Venerdì 22 maggio, presso l’aula magna della sede ENGIM di Treviso, si è svolto il convegno dedicato alla presentazione dell’Osservatorio Nazionale Giovani e Futuro, iniziativa ideata da Fondazione ENGIM e giunta alla sua seconda edizione. Una mattinata intensa di confronto e riflessione sul rapporto tra i giovani della Generazione Z, la formazione e il mondo del lavoro.

All’incontro hanno partecipato le classi 2 Grafica, 3A Acconciatura, 3 Grafica, 4 Grafica e 4 Meccanica/Moda, coinvolte in un dialogo diretto con istituzioni, ricercatori, aziende e rappresentanti del mondo della formazione.

Tra gli ospiti intervenuti: Simonetta Mantovani per Formazione e Lavoro Regione Veneto, Marco Muzzarelli, Direttore Generale ENGIM, Valter Giacomini della Direzione ENGIM Veneto, la ricercatrice Irene Lovato Menin e Matteo Busato, CEO di Make Group, che hanno presentato dati, riflessioni ed esperienze emerse dall’indagine nazionale dedicata ai giovani e al loro sguardo sul futuro.

Dal rapporto emerge un quadro di inaspettato ottimismo e speranza, pur tra alcune criticità sulle quali lavorare in sinergia tra mondo formativo, imprese e istituzioni. I dati dell’edizione 2025 confermano infatti un mutamento silenzioso ma profondo: il lavoro non è più il centro assoluto dell’identità personale, ma entra a far parte di un sistema di valori più ampio, nel quale benessere, libertà e sostenibilità assumono un ruolo sempre più importante. I giovani sembrano orientati verso una visione della vita più equilibrata e integrata, nella quale il lavoro resta significativo ma non totalizzante, inserendosi in un progetto esistenziale più ampio.

Particolarmente significativo è stato anche il contributo diretto degli studenti. Tre allievi ENGIM hanno preso la parola condividendo esperienze personali, aspettative e riflessioni sul proprio percorso scolastico e professionale. Le loro testimonianze hanno reso il convegno ancora più autentico e vicino alla realtà quotidiana dei ragazzi.

Durante gli interventi è emersa con forza la necessità di creare ambienti formativi e lavorativi più attenti alla persona, capaci non solo di insegnare competenze tecniche, ma anche di valorizzare relazioni, ascolto e crescita umana. Un messaggio raccolto anche dalle aziende presenti, che hanno sottolineato quanto oggi sia importante diventare per i giovani non semplici datori di lavoro, ma figure capaci di guidare, motivare e ispirare.

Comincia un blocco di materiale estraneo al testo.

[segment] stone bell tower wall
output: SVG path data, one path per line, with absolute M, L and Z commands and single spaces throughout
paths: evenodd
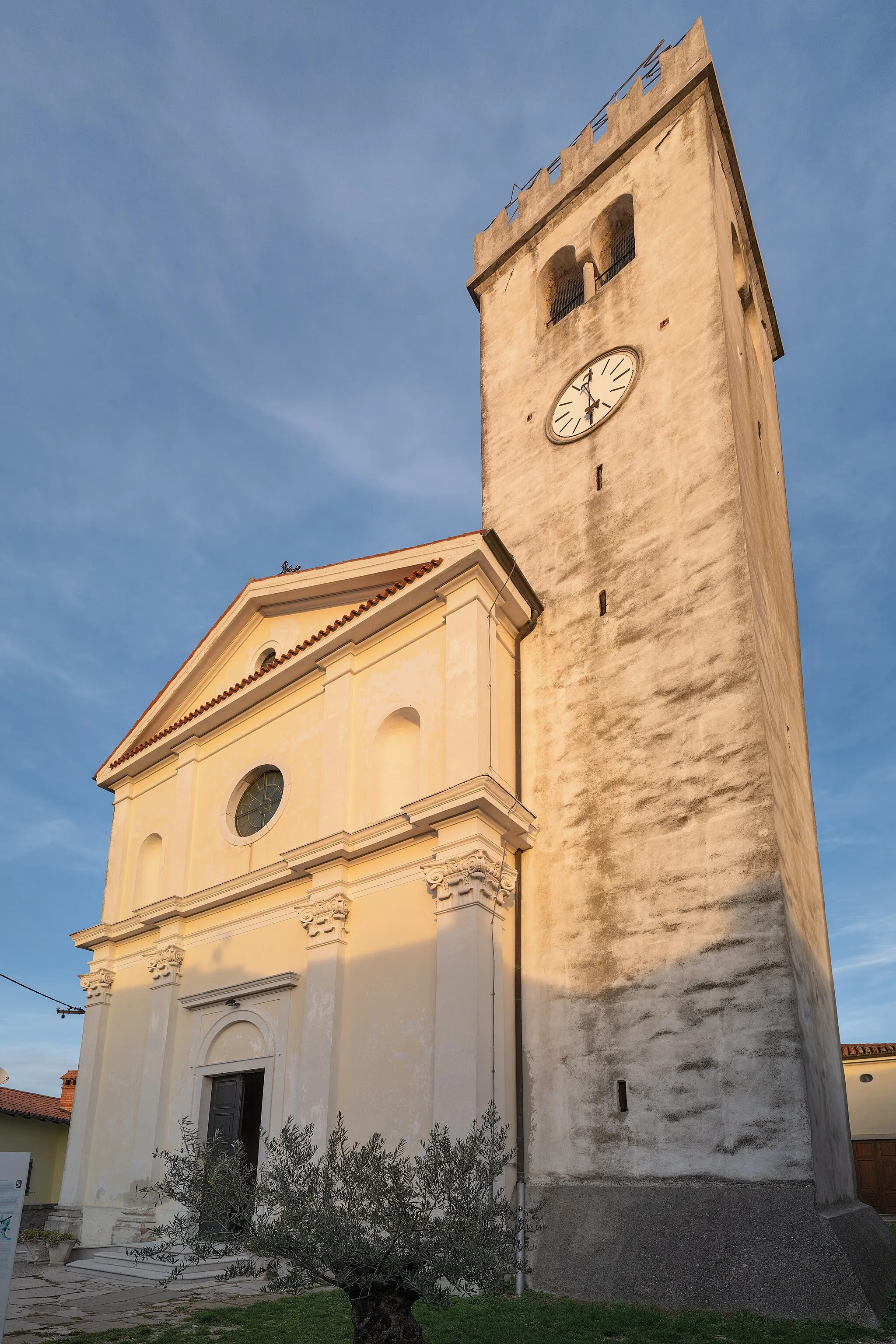
M 634 261 L 547 327 L 545 267 L 560 249 L 564 265 L 570 249 L 596 261 L 595 222 L 625 196 Z M 527 1146 L 547 1195 L 536 1278 L 872 1320 L 896 1257 L 853 1203 L 782 347 L 700 24 L 650 93 L 635 83 L 599 141 L 588 128 L 517 219 L 477 238 L 476 263 L 484 523 L 544 602 L 523 645 L 523 797 L 540 828 L 523 867 Z M 625 403 L 551 444 L 555 395 L 617 345 L 641 360 Z M 876 1277 L 846 1246 L 850 1218 Z M 740 1267 L 715 1274 L 719 1257 Z
M 756 668 L 802 1034 L 815 1199 L 827 1207 L 854 1198 L 854 1167 L 815 835 L 778 402 L 771 351 L 752 293 L 755 266 L 751 267 L 748 254 L 744 284 L 750 292 L 739 293 L 742 276 L 736 274 L 732 257 L 732 222 L 739 241 L 746 242 L 747 235 L 731 191 L 732 173 L 721 136 L 716 133 L 715 141 L 720 298 Z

A conclusione della mattinata si è svolta una piccola sfilata dimostrativa realizzata dagli studenti del settore moda. Sono stati presentati alcuni abiti da sposa donati alla Caritas e successivamente recuperati, modificati e riadattati grazie al lavoro degli allievi. Gli abiti, trasformati con creatività e competenza tecnica, potranno così essere nuovamente messi a disposizione, in prestito, per persone e famiglie in difficoltà.

Il progetto ha coinvolto gli studenti in un’esperienza concreta di solidarietà e sostenibilità: circa trenta abiti sono stati restaurati mantenendo i tessuti originali ma donando loro uno stile più moderno e attuale. Un lavoro che ha permesso ai ragazzi di mettere in pratica quanto appreso durante il percorso scolastico, trasformando la formazione in un gesto reale di attenzione verso il prossimo.

La giornata si è conclusa con un messaggio forte e condiviso: ascoltare i giovani significa comprendere i loro bisogni, accompagnarli nella crescita e costruire insieme un futuro in cui formazione, lavoro e relazioni possano trovare un nuovo equilibrio.